27 Doğa sınırsız üretkenliği ile bütün mekânları doldurur. Sadece dünyamıza bir göz atalım: kötü, mutsuz olarak adlandırdığımız her şey, bütün oluşana mekân vermemesinden ve hatta ona süreklilik tanımamasından kaynaklanıyor.

28 Oluşan her şey kendine bir mekân arar ve süre ister. Bu yüzden bir diğerini yerinden eder ve onun süresini kısaltır.

29 Canlı olanın, dış etkenlerin en çeşitli şartlarında dahi rahat etme ve yine de belirli, elde edilmiş bir bağımsızlığı elden bırakmama yetisi vardır.

30 Bütün varlıkların ne kadar kolay sinirlendirilebilir olduğunu bir düşünelim.
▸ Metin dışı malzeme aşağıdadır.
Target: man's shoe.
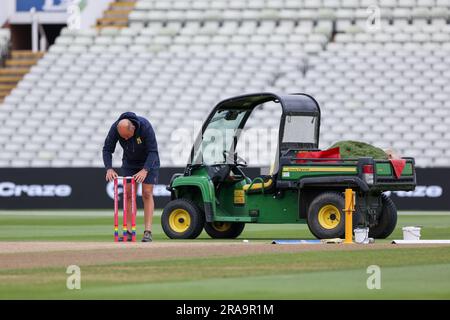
[119,230,133,242]
[142,230,153,242]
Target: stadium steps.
[97,0,136,28]
[0,50,44,102]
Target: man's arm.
[144,124,159,172]
[103,123,119,170]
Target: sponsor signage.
[0,168,450,210]
[16,0,70,12]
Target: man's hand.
[133,169,148,183]
[106,169,119,182]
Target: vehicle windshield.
[189,110,248,165]
[283,115,318,143]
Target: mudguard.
[170,175,216,222]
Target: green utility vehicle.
[161,93,416,239]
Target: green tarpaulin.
[330,141,388,160]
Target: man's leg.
[142,183,155,231]
[127,181,137,232]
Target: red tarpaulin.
[296,147,341,163]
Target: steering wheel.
[223,150,248,168]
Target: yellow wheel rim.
[319,204,341,229]
[169,209,191,233]
[212,222,231,232]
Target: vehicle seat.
[242,176,275,194]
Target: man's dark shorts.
[120,167,159,184]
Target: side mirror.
[225,110,239,121]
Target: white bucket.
[402,227,421,240]
[353,228,369,244]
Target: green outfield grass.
[0,211,450,299]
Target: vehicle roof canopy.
[213,92,320,115]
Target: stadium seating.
[0,0,450,167]
[0,28,10,62]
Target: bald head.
[117,119,135,140]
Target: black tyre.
[369,194,397,239]
[308,192,360,239]
[205,221,245,239]
[161,199,205,239]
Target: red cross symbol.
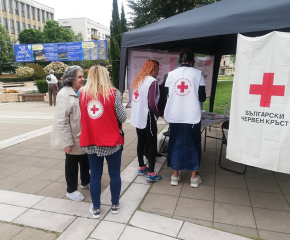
[177,82,188,93]
[91,105,99,114]
[250,73,285,107]
[134,90,140,99]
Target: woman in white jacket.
[51,66,90,201]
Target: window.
[14,1,19,15]
[26,5,30,18]
[1,0,6,11]
[20,3,25,17]
[3,18,8,32]
[8,0,13,13]
[31,7,35,20]
[10,19,15,33]
[16,21,20,34]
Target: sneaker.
[138,167,149,176]
[170,175,181,186]
[190,175,201,187]
[112,205,120,214]
[89,204,101,219]
[146,171,162,182]
[81,183,90,189]
[66,190,85,202]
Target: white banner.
[227,32,290,173]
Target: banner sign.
[14,40,108,62]
[127,49,214,107]
[227,32,290,174]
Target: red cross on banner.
[250,73,285,107]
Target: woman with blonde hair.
[80,66,127,218]
[131,60,161,182]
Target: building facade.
[219,55,235,76]
[58,17,110,41]
[0,0,54,39]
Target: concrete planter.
[0,93,20,103]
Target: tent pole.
[209,54,222,112]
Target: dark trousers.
[65,154,90,193]
[136,112,157,173]
[88,148,123,209]
[48,84,57,106]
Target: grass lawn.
[203,77,233,113]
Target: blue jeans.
[88,148,123,209]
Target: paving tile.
[259,230,290,240]
[37,182,67,198]
[253,208,290,233]
[174,198,213,221]
[119,226,175,240]
[213,223,259,238]
[13,179,51,194]
[140,192,178,216]
[13,209,75,232]
[0,222,23,240]
[214,202,256,228]
[130,211,183,237]
[12,167,46,178]
[0,203,27,222]
[11,228,56,240]
[90,221,126,240]
[58,218,99,240]
[278,181,290,194]
[0,176,29,190]
[246,178,281,193]
[173,215,213,227]
[105,183,149,223]
[178,222,248,240]
[215,175,247,189]
[149,180,182,196]
[0,190,43,208]
[180,183,214,201]
[215,187,251,206]
[250,191,290,211]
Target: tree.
[43,20,74,43]
[0,24,16,75]
[110,0,122,88]
[128,0,220,28]
[18,28,43,44]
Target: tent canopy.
[119,0,290,107]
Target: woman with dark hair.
[131,60,161,182]
[50,66,90,201]
[164,50,206,187]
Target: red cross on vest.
[91,105,99,114]
[134,90,140,99]
[177,82,188,93]
[250,73,285,107]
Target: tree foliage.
[127,0,220,28]
[0,24,16,75]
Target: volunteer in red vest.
[80,66,127,218]
[131,60,161,182]
[164,50,206,187]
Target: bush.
[35,80,48,93]
[43,62,68,79]
[15,66,34,79]
[27,63,46,80]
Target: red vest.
[80,90,124,147]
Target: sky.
[35,0,130,27]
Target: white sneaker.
[170,174,181,186]
[89,204,101,219]
[66,190,85,202]
[81,183,90,189]
[190,175,201,187]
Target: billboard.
[14,40,108,62]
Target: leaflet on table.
[14,40,107,62]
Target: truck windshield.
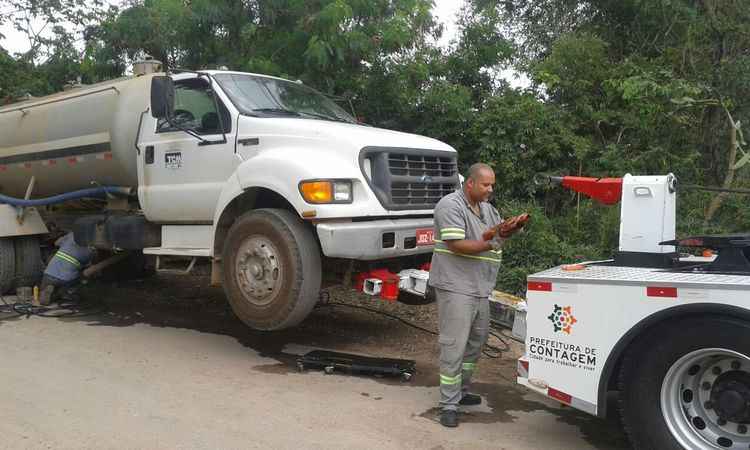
[214,73,357,123]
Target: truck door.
[138,76,239,223]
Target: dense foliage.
[0,0,750,293]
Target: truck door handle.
[144,145,154,164]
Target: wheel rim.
[235,236,282,306]
[661,348,750,450]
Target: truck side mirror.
[151,76,174,119]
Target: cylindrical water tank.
[0,75,153,197]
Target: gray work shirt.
[429,189,503,297]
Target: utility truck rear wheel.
[14,236,44,287]
[620,317,750,450]
[0,238,16,295]
[222,209,321,330]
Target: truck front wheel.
[222,209,321,330]
[620,317,750,450]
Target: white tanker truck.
[0,61,459,330]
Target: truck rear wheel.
[0,238,16,295]
[620,317,750,450]
[222,209,321,330]
[14,236,44,287]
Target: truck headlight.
[299,180,352,204]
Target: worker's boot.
[39,284,55,306]
[440,409,458,428]
[458,392,482,406]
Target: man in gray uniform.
[40,233,94,305]
[429,163,520,427]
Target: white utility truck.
[518,175,750,450]
[0,61,459,330]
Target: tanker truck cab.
[136,71,458,330]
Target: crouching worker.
[39,233,94,305]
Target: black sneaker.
[458,392,482,406]
[440,409,458,428]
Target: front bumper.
[316,218,435,261]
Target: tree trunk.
[703,107,740,228]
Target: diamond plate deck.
[528,265,750,290]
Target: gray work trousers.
[435,288,490,410]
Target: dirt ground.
[0,275,628,449]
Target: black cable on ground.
[318,300,510,359]
[0,296,106,319]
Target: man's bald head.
[464,163,495,204]
[466,163,495,181]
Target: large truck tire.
[222,209,321,331]
[14,236,44,287]
[620,317,750,450]
[0,238,16,295]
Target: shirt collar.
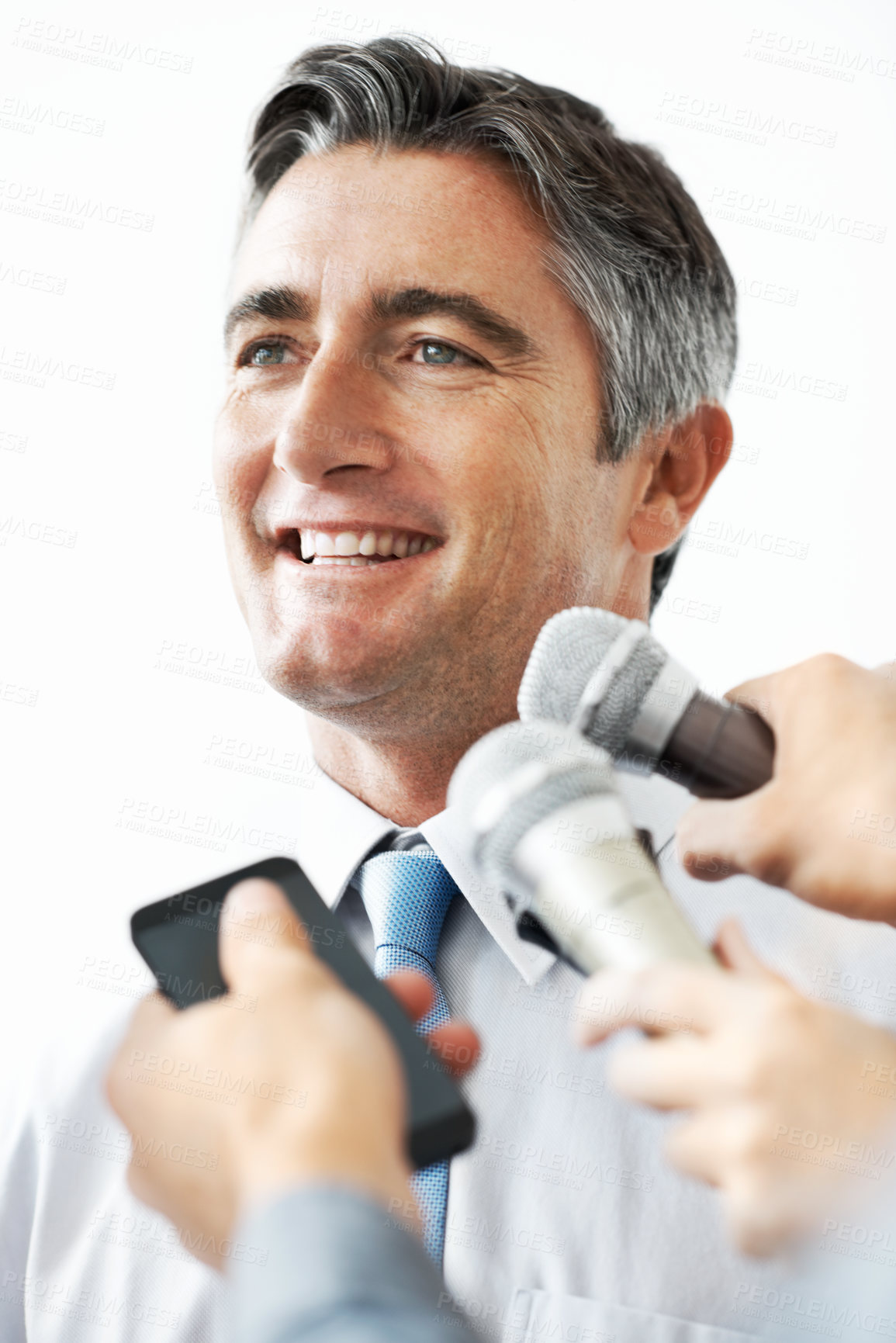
[297,746,690,985]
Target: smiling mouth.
[278,528,439,568]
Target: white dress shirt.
[0,757,896,1343]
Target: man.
[101,656,896,1343]
[2,39,896,1343]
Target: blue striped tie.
[358,849,458,1265]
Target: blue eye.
[244,341,286,368]
[420,340,458,364]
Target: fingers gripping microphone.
[518,606,775,798]
[448,722,714,974]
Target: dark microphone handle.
[659,691,775,798]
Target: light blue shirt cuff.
[228,1185,470,1343]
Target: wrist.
[235,1135,417,1222]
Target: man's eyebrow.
[224,285,312,345]
[224,285,540,358]
[372,289,540,357]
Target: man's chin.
[257,647,407,722]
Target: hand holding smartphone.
[130,858,476,1167]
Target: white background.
[0,0,896,1060]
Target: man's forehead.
[231,145,544,298]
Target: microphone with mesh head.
[517,606,775,798]
[448,722,714,974]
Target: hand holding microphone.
[678,654,896,924]
[518,606,775,798]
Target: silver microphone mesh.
[517,606,668,759]
[448,722,615,891]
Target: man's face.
[215,147,645,740]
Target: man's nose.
[274,349,393,485]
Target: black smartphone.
[130,858,476,1168]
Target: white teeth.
[299,531,438,566]
[336,531,360,555]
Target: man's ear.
[628,402,733,555]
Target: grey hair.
[244,36,738,601]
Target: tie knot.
[358,850,458,967]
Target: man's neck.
[308,715,497,826]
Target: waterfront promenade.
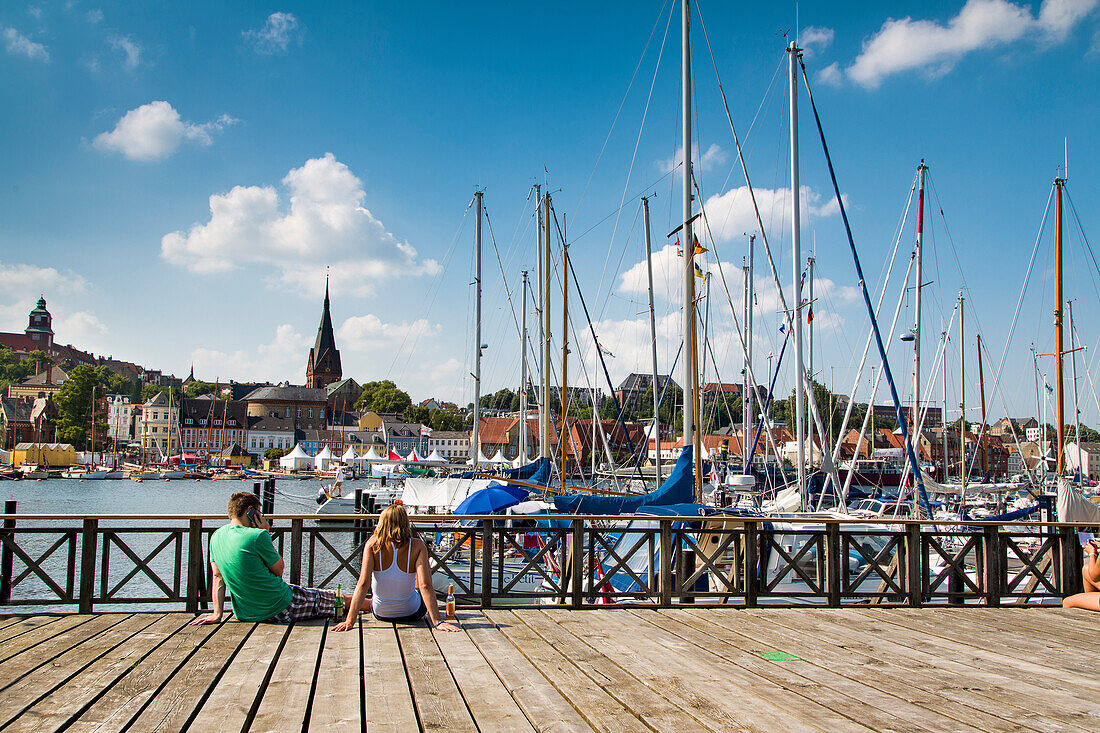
[0,608,1100,733]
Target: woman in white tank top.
[332,504,459,631]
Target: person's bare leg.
[1062,591,1100,611]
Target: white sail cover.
[402,477,492,511]
[278,445,314,471]
[314,446,336,471]
[1057,478,1100,524]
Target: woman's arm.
[332,537,374,631]
[413,539,459,631]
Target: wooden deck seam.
[178,622,256,733]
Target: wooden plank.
[666,610,1020,731]
[0,615,96,666]
[130,614,252,731]
[462,611,592,733]
[0,613,129,697]
[8,614,190,731]
[792,611,1100,729]
[397,623,477,731]
[514,610,716,733]
[68,614,224,731]
[309,626,363,733]
[686,610,1060,733]
[186,621,290,731]
[0,615,156,727]
[484,611,645,732]
[648,612,959,733]
[360,615,419,733]
[251,620,327,731]
[0,616,65,642]
[546,609,809,731]
[433,612,535,733]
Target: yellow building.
[11,442,76,468]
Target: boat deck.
[0,608,1100,733]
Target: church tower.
[23,297,54,351]
[306,276,342,387]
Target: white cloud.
[94,101,237,162]
[161,153,440,295]
[336,314,443,351]
[107,35,141,72]
[191,324,310,382]
[657,143,727,173]
[817,62,844,87]
[241,12,301,55]
[847,0,1100,88]
[0,28,50,62]
[799,25,834,58]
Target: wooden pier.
[0,606,1100,733]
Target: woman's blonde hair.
[372,504,413,553]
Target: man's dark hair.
[229,491,261,518]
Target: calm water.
[0,479,369,611]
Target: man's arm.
[190,560,226,626]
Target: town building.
[306,277,342,387]
[107,394,133,444]
[428,430,470,463]
[177,396,249,458]
[8,365,68,398]
[138,392,179,459]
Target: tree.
[355,380,413,413]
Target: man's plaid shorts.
[268,586,337,624]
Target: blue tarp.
[553,446,695,514]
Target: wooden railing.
[0,514,1085,613]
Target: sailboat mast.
[909,157,928,445]
[519,270,527,461]
[470,190,482,468]
[539,192,550,458]
[1054,178,1066,477]
[975,333,989,481]
[681,0,703,501]
[641,196,661,485]
[959,294,966,493]
[558,236,572,484]
[787,41,810,511]
[741,234,752,467]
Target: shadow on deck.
[0,606,1100,733]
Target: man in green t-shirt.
[184,491,351,625]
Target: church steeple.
[306,274,343,387]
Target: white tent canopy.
[278,445,314,471]
[314,446,336,471]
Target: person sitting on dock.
[191,491,350,625]
[1062,539,1100,611]
[332,503,459,632]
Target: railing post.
[569,516,585,610]
[187,517,205,613]
[982,525,1004,608]
[745,519,767,609]
[657,517,672,609]
[290,517,303,586]
[482,519,493,609]
[0,499,15,605]
[825,522,847,609]
[1058,527,1084,598]
[77,519,99,613]
[905,522,924,605]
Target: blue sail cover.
[553,446,695,514]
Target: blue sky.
[0,0,1100,425]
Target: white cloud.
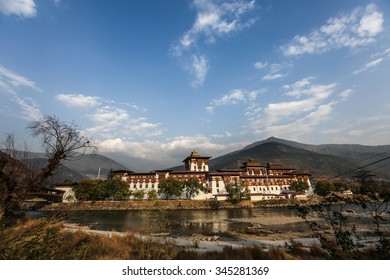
[86,105,162,139]
[10,92,43,121]
[0,65,42,92]
[171,0,255,55]
[247,77,336,139]
[340,89,353,100]
[206,89,261,113]
[261,73,287,81]
[0,65,42,121]
[353,57,384,75]
[189,55,209,87]
[281,4,384,56]
[56,94,101,107]
[261,62,292,81]
[253,61,268,69]
[98,135,249,168]
[335,114,390,145]
[0,0,37,18]
[170,0,255,87]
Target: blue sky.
[0,0,390,170]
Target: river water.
[26,207,296,236]
[26,202,389,236]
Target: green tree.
[333,181,350,192]
[158,177,183,200]
[226,181,250,203]
[133,190,145,200]
[0,116,96,220]
[353,170,377,195]
[290,181,309,192]
[104,178,130,200]
[73,179,107,201]
[182,178,205,199]
[148,190,157,200]
[314,181,334,196]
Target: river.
[26,207,297,236]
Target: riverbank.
[41,200,315,211]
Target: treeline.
[73,177,205,201]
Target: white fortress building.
[112,151,311,200]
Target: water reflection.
[27,207,296,235]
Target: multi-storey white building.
[113,151,310,200]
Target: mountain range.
[173,137,390,180]
[22,137,390,183]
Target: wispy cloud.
[261,62,292,81]
[206,89,261,113]
[56,93,101,107]
[0,0,37,18]
[86,105,163,139]
[170,0,255,87]
[248,77,336,139]
[189,55,209,87]
[353,48,390,75]
[253,61,268,69]
[0,65,42,92]
[0,65,42,121]
[98,135,249,167]
[261,73,287,81]
[280,4,384,56]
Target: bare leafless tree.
[0,116,96,220]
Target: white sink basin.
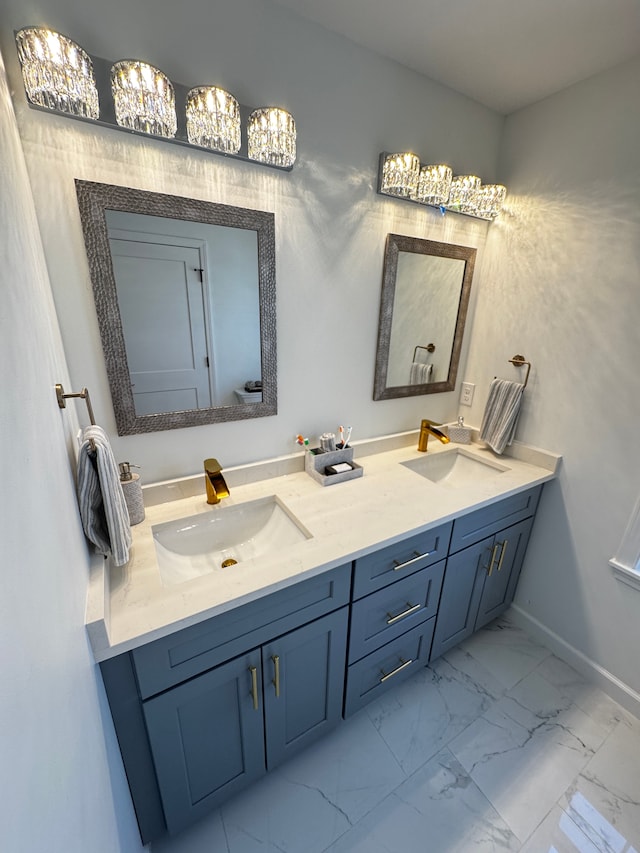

Mevcut bir durumun en ufak değişikliği, en ufak bir esintide aslında herkesin bedeninde sessizce uyuyan kutuplaşma olgusunu nasıl da ortaya çıkarttığını görebiliriz.

31 Gerilim; olanı açığa çıkartmaya, kendini ayrı göstermeye, kutuplaştırmaya hazır olan enerjik bir varlığın kayıtsız görünen halidir.

32 Doğanın zaman zaman gerçekleştirmediği ve açığa çıkartmadığı hiçbir şeye yasal yetisi yoktur.

33 Kuşlar doğanın çok geç bir ürünüdür.

34 Yalnızca serbest olan madde değil, haşin ve sık olan da varlığa bürünür. Birçok kütle tabiatı ve yapısı gereği kristalindir, ehemmiyetsiz, şekilsiz bir kütle içinde stokiyometrik yaklaşımlarla ve iç içe geçmelerle porfir benzeri bütün formasyonlardan geçen bir görünüm oluşur.

35 Doğa cansız başlangıçlarında bu denli titiz stereometrik olmasaydı, sonunda tahmin edilemez ve ölçülemez hayata nasıl ulaşabilirdi ki?

36 Organik olmayan âlemin en güzel metamorfozu, oluşum esnasında şekilsiz olanın şekle bürünmesidir. Her kütlenin buna dürtüsü ve hakkı vardır. Mika cevheri lal taşına dönüşür ve sıklıkla mikanın içerisinde neredeyse tamamen hapsedilmiş ve sadece en az bağlantı maddesi olarak kristallerin arasında bulunan, dağ kütleleri oluşturur.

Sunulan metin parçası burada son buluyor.